議論で出た「Aiセンターを全国施設展開せよ」という提言に対し、渡辺室長は「Aiという用語の使用を含め、さらなる検討が必要」と単独でのたまい、報告書からAiという単語を完全に省こうと懸命です。Aiアレルギーの本家本元は厚生労働省・医療安全推進室だったのねと確認できました。現実に大学にAiセンターという名称の施設が出来、今年4月には日本医学会会長率いる自治医大でもAiセンターが旗揚げする(自治医科大学・医療安全推進室・長谷川剛先生からの報告)のに、厚生労働省の情報感覚の古さと鈍さ。情報源が解剖主体の学会上層部しかないんでしょうね。

 

 委員からこれだけ明瞭なノーが出るのも、モデル事業がAiに対し無理解、かつ高圧的に対応し続けた事実が明瞭なためでしょう。委員からの意見がいかに激しいものだったかということは、以下キャリアブレインの記事(抜粋)を読んでいただけると、雰囲気がよくおわかりになっていただけるかと思います。

 

       Ai活用検討会報告書、取りまとめは年明けに―厚労省検討会(1217日 キャリアブレイン ) 

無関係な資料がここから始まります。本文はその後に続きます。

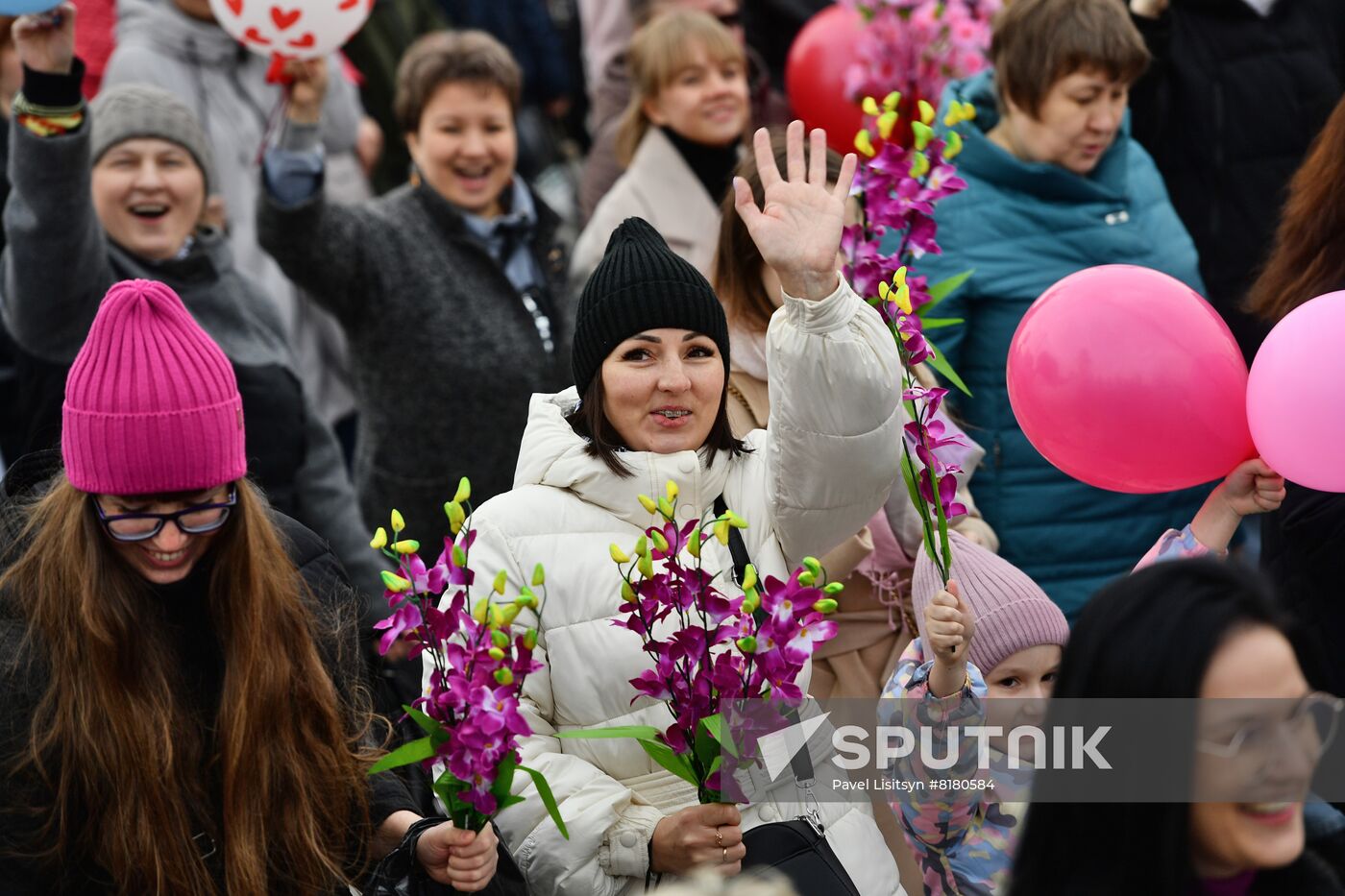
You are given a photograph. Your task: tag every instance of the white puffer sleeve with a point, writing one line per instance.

(前略)議論では、モデル事業の活用について弁護士の木ノ元直樹氏が、「この検討会では念頭に置いていない。削除しないと誤解を生む」と指摘。今村聡氏(日本医師会常任理事)も、「今までは(モデル事業での)Ai(活用)はなく、今後入れていくという話だと理解している。今までの報告では、Aiの質が高くなっているというデータはない」と疑問視した。

 

 これに対し事務局は、「予算を取って国の事業としてやっており、Aiを活用していくということで進めている」と説明。モデル事業の実施主体であり、同検討会のオブザーバーとして参加している日本医療安全調査機構の原義人事務局長は、「解剖とAiを突き合わせた今までの経験の蓄積は少ないが、できるだけ症例を集めて、よりAiの精度が上がるようにしたいと考えている」と述べた。